3ème opus des aventures de Grace Campbell et Sarah Geringën, l'écossaise et la Norvégienne qui s'allient cette fois-ci pour combattre Olympe et son dirigeant "L'homme sans visage".
Nous retrouvons les deux femmes aux manières bien différentes en Écosse où leur enquête devenue commune les amènent dans un patelin perdu. Là, elle trouve une veuve, mystérieuse, énigmatique qui semble en mauvaise posture et qui serait, pour Grace, en rapport avec le projet Roselyn, un projet issu des recherches de la CIA sur la communication avec les morts qu'aurait repris le groupe Olympe. 

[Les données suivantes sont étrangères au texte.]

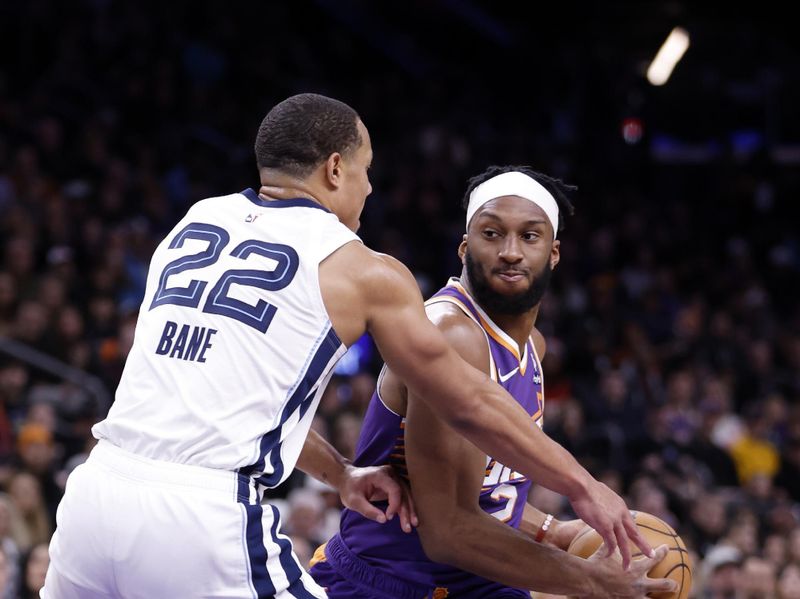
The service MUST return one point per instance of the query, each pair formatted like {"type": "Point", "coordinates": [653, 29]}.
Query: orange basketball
{"type": "Point", "coordinates": [675, 566]}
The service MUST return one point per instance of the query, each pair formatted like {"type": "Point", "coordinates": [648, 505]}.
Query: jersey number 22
{"type": "Point", "coordinates": [219, 301]}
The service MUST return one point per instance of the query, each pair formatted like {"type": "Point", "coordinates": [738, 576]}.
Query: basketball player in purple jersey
{"type": "Point", "coordinates": [463, 496]}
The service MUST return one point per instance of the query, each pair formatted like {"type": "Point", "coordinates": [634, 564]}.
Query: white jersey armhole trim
{"type": "Point", "coordinates": [540, 369]}
{"type": "Point", "coordinates": [315, 294]}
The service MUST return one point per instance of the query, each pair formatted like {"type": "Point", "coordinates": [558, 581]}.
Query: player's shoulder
{"type": "Point", "coordinates": [379, 275]}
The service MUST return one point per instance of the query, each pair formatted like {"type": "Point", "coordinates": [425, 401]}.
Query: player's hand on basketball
{"type": "Point", "coordinates": [606, 512]}
{"type": "Point", "coordinates": [613, 582]}
{"type": "Point", "coordinates": [360, 486]}
{"type": "Point", "coordinates": [563, 531]}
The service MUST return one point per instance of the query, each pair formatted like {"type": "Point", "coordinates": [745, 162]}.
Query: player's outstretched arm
{"type": "Point", "coordinates": [446, 473]}
{"type": "Point", "coordinates": [470, 402]}
{"type": "Point", "coordinates": [358, 486]}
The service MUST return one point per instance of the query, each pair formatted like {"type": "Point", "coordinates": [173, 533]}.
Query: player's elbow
{"type": "Point", "coordinates": [468, 417]}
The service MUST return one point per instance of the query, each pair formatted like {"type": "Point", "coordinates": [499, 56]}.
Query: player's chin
{"type": "Point", "coordinates": [516, 283]}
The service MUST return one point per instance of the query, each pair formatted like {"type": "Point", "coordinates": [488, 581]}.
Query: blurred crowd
{"type": "Point", "coordinates": [672, 323]}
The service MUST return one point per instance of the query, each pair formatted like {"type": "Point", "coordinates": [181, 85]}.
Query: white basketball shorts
{"type": "Point", "coordinates": [131, 527]}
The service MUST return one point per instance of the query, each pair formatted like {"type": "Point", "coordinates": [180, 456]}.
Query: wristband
{"type": "Point", "coordinates": [543, 528]}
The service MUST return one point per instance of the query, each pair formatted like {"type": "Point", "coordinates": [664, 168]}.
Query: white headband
{"type": "Point", "coordinates": [514, 183]}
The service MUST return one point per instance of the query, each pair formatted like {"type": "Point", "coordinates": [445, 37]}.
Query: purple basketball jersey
{"type": "Point", "coordinates": [385, 547]}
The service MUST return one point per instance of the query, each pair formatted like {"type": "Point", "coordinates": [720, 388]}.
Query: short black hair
{"type": "Point", "coordinates": [557, 188]}
{"type": "Point", "coordinates": [299, 134]}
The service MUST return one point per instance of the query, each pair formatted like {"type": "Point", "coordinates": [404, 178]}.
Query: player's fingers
{"type": "Point", "coordinates": [609, 540]}
{"type": "Point", "coordinates": [660, 585]}
{"type": "Point", "coordinates": [635, 535]}
{"type": "Point", "coordinates": [622, 541]}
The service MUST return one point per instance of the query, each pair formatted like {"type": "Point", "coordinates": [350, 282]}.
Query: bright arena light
{"type": "Point", "coordinates": [669, 54]}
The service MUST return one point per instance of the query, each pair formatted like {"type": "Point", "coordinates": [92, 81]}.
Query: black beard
{"type": "Point", "coordinates": [493, 302]}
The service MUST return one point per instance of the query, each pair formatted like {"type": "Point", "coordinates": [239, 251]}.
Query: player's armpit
{"type": "Point", "coordinates": [445, 469]}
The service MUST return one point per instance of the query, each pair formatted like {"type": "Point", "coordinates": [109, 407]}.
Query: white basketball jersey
{"type": "Point", "coordinates": [233, 345]}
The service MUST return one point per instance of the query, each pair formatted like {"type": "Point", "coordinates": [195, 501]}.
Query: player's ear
{"type": "Point", "coordinates": [555, 253]}
{"type": "Point", "coordinates": [462, 248]}
{"type": "Point", "coordinates": [333, 170]}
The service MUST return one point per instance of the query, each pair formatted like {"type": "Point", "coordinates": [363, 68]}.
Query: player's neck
{"type": "Point", "coordinates": [280, 186]}
{"type": "Point", "coordinates": [517, 326]}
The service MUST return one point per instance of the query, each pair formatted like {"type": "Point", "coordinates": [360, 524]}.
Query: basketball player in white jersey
{"type": "Point", "coordinates": [250, 302]}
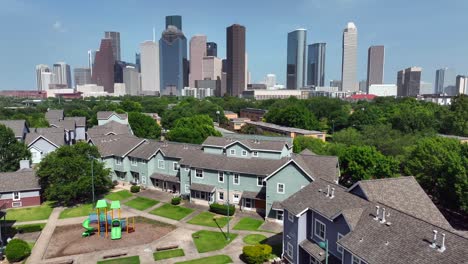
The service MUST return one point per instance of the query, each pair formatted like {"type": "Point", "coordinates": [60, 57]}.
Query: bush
{"type": "Point", "coordinates": [135, 189]}
{"type": "Point", "coordinates": [175, 200]}
{"type": "Point", "coordinates": [256, 254]}
{"type": "Point", "coordinates": [222, 209]}
{"type": "Point", "coordinates": [17, 250]}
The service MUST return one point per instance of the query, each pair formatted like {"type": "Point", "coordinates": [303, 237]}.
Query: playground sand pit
{"type": "Point", "coordinates": [67, 240]}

Nous suivons donc dans un premier gros tiers du livre les deux inspectrices dans un huis clos assez bien ficelé et à l'ambiance très sombre, presque dérangeante, brumeuse, froide. Puis l'auteur prend une tout autre direction quand les enquêtrices se font arrêter et incarcérées en hôpital psychiatrique.

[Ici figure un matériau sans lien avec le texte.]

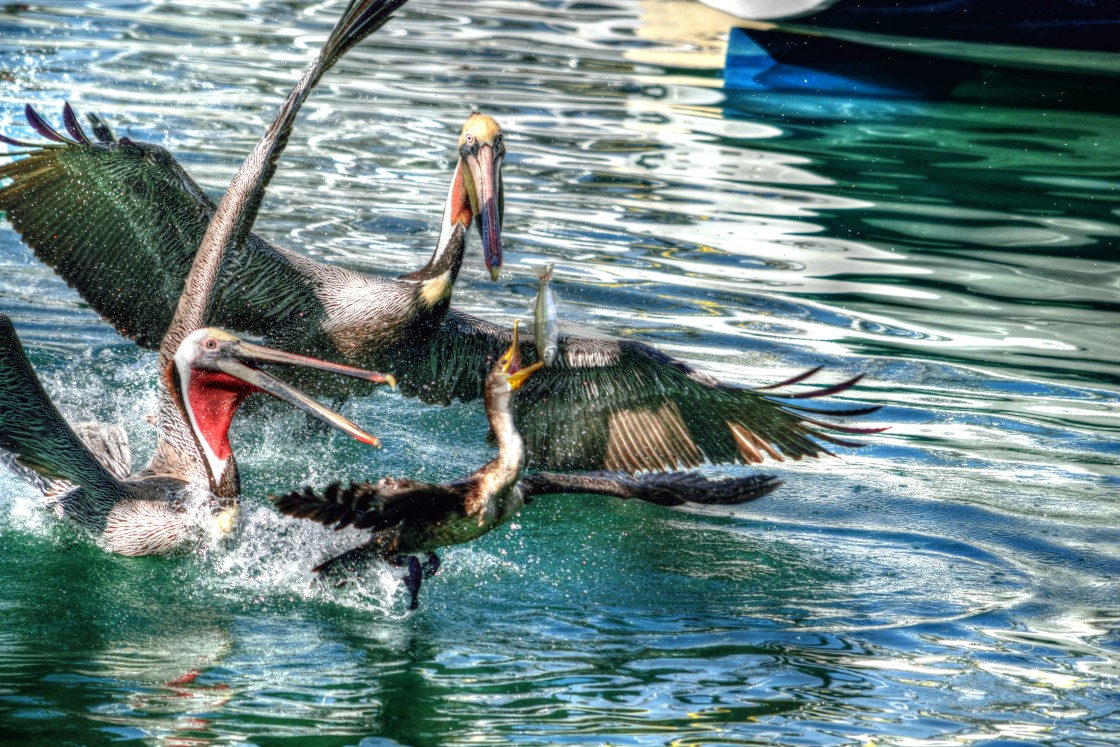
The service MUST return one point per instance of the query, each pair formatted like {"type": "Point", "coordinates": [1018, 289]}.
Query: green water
{"type": "Point", "coordinates": [953, 582]}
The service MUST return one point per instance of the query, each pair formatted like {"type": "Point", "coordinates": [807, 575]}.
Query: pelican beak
{"type": "Point", "coordinates": [511, 363]}
{"type": "Point", "coordinates": [487, 202]}
{"type": "Point", "coordinates": [244, 353]}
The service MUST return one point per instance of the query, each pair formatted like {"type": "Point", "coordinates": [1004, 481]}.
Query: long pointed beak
{"type": "Point", "coordinates": [251, 352]}
{"type": "Point", "coordinates": [270, 384]}
{"type": "Point", "coordinates": [486, 174]}
{"type": "Point", "coordinates": [518, 379]}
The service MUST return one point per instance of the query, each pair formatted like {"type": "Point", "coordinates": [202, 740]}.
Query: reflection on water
{"type": "Point", "coordinates": [952, 582]}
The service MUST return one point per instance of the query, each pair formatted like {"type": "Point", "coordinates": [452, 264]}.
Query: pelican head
{"type": "Point", "coordinates": [216, 372]}
{"type": "Point", "coordinates": [482, 149]}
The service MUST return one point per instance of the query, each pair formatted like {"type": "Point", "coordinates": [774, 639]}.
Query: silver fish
{"type": "Point", "coordinates": [546, 327]}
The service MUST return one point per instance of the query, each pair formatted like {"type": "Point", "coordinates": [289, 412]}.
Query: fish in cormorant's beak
{"type": "Point", "coordinates": [511, 363]}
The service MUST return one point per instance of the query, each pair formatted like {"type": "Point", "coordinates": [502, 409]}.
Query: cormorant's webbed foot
{"type": "Point", "coordinates": [413, 576]}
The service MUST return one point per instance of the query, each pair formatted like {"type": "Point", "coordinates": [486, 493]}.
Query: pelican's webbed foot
{"type": "Point", "coordinates": [430, 567]}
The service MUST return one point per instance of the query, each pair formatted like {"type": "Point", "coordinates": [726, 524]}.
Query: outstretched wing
{"type": "Point", "coordinates": [662, 488]}
{"type": "Point", "coordinates": [35, 432]}
{"type": "Point", "coordinates": [619, 404]}
{"type": "Point", "coordinates": [120, 221]}
{"type": "Point", "coordinates": [371, 505]}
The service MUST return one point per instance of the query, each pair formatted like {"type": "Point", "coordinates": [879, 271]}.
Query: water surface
{"type": "Point", "coordinates": [951, 582]}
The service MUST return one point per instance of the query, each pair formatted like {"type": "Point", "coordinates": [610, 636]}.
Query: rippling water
{"type": "Point", "coordinates": [952, 582]}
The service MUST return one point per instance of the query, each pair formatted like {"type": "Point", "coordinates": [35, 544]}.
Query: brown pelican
{"type": "Point", "coordinates": [407, 516]}
{"type": "Point", "coordinates": [189, 492]}
{"type": "Point", "coordinates": [204, 375]}
{"type": "Point", "coordinates": [105, 212]}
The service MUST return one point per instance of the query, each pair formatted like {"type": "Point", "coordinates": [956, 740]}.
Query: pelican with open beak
{"type": "Point", "coordinates": [482, 149]}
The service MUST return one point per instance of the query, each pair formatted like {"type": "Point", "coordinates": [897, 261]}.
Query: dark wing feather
{"type": "Point", "coordinates": [622, 404]}
{"type": "Point", "coordinates": [120, 221]}
{"type": "Point", "coordinates": [372, 505]}
{"type": "Point", "coordinates": [31, 428]}
{"type": "Point", "coordinates": [662, 488]}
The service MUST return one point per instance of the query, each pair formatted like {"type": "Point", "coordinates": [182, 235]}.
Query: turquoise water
{"type": "Point", "coordinates": [953, 582]}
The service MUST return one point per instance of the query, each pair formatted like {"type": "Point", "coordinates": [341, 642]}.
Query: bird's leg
{"type": "Point", "coordinates": [413, 576]}
{"type": "Point", "coordinates": [430, 567]}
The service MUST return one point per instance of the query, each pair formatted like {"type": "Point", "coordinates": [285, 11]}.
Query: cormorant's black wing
{"type": "Point", "coordinates": [621, 404]}
{"type": "Point", "coordinates": [663, 488]}
{"type": "Point", "coordinates": [35, 432]}
{"type": "Point", "coordinates": [371, 505]}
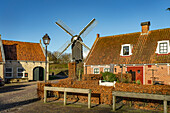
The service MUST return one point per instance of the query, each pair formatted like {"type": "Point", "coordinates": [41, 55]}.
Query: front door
{"type": "Point", "coordinates": [137, 73]}
{"type": "Point", "coordinates": [38, 74]}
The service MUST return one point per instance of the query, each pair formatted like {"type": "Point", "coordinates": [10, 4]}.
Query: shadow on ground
{"type": "Point", "coordinates": [12, 88]}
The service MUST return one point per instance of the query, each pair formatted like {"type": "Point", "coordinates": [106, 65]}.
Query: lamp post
{"type": "Point", "coordinates": [46, 41]}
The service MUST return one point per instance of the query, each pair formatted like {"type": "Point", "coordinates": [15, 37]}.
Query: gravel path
{"type": "Point", "coordinates": [18, 94]}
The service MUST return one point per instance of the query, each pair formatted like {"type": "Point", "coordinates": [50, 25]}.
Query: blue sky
{"type": "Point", "coordinates": [30, 20]}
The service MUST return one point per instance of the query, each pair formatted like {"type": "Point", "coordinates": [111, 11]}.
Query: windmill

Au même moment, dans le monde, des monolithes étranges viennent faire leur apparition avec en leur intérieur un crâne humain qui semble remonter à bien avant l'origine de la Terre.

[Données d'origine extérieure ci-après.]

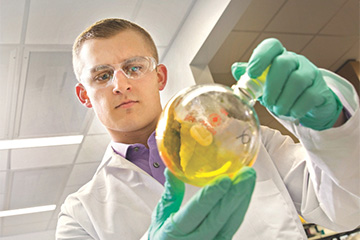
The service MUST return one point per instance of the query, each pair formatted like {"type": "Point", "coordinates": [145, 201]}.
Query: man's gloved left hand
{"type": "Point", "coordinates": [294, 86]}
{"type": "Point", "coordinates": [215, 212]}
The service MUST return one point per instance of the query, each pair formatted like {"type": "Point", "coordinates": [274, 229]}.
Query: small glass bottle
{"type": "Point", "coordinates": [208, 130]}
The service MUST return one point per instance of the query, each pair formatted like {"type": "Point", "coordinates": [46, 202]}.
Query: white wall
{"type": "Point", "coordinates": [201, 35]}
{"type": "Point", "coordinates": [46, 235]}
{"type": "Point", "coordinates": [189, 40]}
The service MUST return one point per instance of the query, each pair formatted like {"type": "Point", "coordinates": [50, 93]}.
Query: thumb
{"type": "Point", "coordinates": [170, 200]}
{"type": "Point", "coordinates": [238, 69]}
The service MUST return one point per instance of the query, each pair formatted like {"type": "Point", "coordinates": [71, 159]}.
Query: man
{"type": "Point", "coordinates": [116, 64]}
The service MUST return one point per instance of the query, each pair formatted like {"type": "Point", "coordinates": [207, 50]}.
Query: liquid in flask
{"type": "Point", "coordinates": [208, 130]}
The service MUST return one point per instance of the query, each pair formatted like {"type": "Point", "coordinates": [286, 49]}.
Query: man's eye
{"type": "Point", "coordinates": [103, 77]}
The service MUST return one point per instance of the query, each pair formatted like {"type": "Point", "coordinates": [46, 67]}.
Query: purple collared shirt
{"type": "Point", "coordinates": [148, 160]}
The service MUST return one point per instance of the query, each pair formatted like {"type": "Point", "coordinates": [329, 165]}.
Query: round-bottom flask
{"type": "Point", "coordinates": [206, 131]}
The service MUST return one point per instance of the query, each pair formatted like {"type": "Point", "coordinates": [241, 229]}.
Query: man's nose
{"type": "Point", "coordinates": [120, 82]}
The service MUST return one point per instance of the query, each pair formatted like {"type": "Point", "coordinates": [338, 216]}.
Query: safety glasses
{"type": "Point", "coordinates": [103, 75]}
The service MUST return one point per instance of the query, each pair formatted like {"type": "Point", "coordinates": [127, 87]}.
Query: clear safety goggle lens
{"type": "Point", "coordinates": [133, 68]}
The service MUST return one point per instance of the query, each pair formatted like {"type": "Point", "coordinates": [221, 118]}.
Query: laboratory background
{"type": "Point", "coordinates": [50, 145]}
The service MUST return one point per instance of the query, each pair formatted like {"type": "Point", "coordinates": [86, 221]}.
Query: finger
{"type": "Point", "coordinates": [299, 94]}
{"type": "Point", "coordinates": [238, 196]}
{"type": "Point", "coordinates": [310, 99]}
{"type": "Point", "coordinates": [263, 56]}
{"type": "Point", "coordinates": [171, 199]}
{"type": "Point", "coordinates": [196, 210]}
{"type": "Point", "coordinates": [281, 69]}
{"type": "Point", "coordinates": [298, 82]}
{"type": "Point", "coordinates": [245, 190]}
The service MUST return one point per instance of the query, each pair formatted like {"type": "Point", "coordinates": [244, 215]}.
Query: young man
{"type": "Point", "coordinates": [116, 64]}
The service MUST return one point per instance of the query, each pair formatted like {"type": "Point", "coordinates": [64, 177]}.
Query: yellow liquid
{"type": "Point", "coordinates": [195, 152]}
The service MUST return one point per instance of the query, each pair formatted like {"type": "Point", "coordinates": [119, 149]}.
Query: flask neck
{"type": "Point", "coordinates": [250, 89]}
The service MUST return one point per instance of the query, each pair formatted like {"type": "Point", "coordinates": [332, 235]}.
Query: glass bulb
{"type": "Point", "coordinates": [209, 130]}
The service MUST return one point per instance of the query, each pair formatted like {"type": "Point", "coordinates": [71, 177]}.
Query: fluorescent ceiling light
{"type": "Point", "coordinates": [22, 211]}
{"type": "Point", "coordinates": [40, 142]}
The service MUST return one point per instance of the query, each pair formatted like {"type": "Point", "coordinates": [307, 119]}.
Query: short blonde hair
{"type": "Point", "coordinates": [108, 28]}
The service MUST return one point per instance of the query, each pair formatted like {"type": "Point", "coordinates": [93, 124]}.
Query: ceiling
{"type": "Point", "coordinates": [38, 100]}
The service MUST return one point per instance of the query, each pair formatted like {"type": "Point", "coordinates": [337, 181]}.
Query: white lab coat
{"type": "Point", "coordinates": [318, 179]}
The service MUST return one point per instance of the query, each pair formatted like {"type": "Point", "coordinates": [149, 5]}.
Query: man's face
{"type": "Point", "coordinates": [124, 105]}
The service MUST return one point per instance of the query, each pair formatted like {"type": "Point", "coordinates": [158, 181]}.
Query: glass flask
{"type": "Point", "coordinates": [208, 130]}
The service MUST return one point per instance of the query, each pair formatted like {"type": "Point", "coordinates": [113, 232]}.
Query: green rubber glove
{"type": "Point", "coordinates": [215, 212]}
{"type": "Point", "coordinates": [294, 86]}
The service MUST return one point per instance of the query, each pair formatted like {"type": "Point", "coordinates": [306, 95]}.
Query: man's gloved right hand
{"type": "Point", "coordinates": [215, 212]}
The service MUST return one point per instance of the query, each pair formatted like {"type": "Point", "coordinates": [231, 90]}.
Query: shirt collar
{"type": "Point", "coordinates": [121, 148]}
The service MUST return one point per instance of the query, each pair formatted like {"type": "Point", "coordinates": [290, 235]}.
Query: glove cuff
{"type": "Point", "coordinates": [323, 117]}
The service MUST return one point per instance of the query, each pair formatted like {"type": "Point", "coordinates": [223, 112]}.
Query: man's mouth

Un nouveau coup d'Olympe ?
L'organisation semble avoir pris le dessus et on se demande bien comment les deux inspectrices vont pouvoir sortir de leur "asile" et repartir à la recherche de l'homme sans visage. La tension est alors palpable. C'est sans compter sur l'aide inopinée d'un groupe mené par un ancien d'Olympe et d'un ancien ennemi de Grace passé cette fois-ci du bon côté.

Extra-terrestre, monstre du Loch Ness, âmes de trépassé, viennent se mêler à la fête dans ce troisième opus qui se lit avec fluidité. Nicolas Beuglet profite de son intrigue pour faire passer un message qui est illustré ici par la dualité entre la société que propose la société Olympe et son contraire. L'une a mis en place un plan en trois points : abêtir la population, la contrôler, la récompenser. L'autre préconise le libre choix et permet à l'homme de faire son chemin avec ses nombreuses erreurs.
Quand on lit les deux projets, on ne peut que trouver les nombreux points de similitude qui ponctuent notre société d'aujourd'hui : une école en perte de vitesse, les réseaux sociaux et télé-réalité abêtissants, la privauté de notre liberté lors de la pandémie, la reconnaissance faciale qui arrive à grands pas avec le contrôle social, le métavers en guise de récompense, etc.
C'est cette dualité qui jalonne le roman. Alors oui, il y a plus que la simple intrigue de thriller et certains pourront ne pas aimer ce parti-pris de l'auteur. Il y a aussi, bien sûr, tout le côté un peu "too much" avec Nessie, les crânes et les monolithes. 
Certains trouveront donc ce livre un peu long, parfois partant dans tous les sens, mais pour ma part, j'ai aimé que l'auteur nous donne sa vision de la vie, même si cela est un peu au détriment de l'intrigue qui ne parait pas toujours crédible, comme l'enfermement forcés des deux inspectrices. Mais l'ambiance glacial du début est un régal et le duo des deux femmes fonctionne à merveille et on se dit que le livre ne serait vraiment pas de la même mouture si ce duo n'avait pas existé. On tremble en effet pour elles tout du long, et on se demande jusqu'à la fin si elles vont s'en sortir, ou si elles vont passer l'arme à gauche.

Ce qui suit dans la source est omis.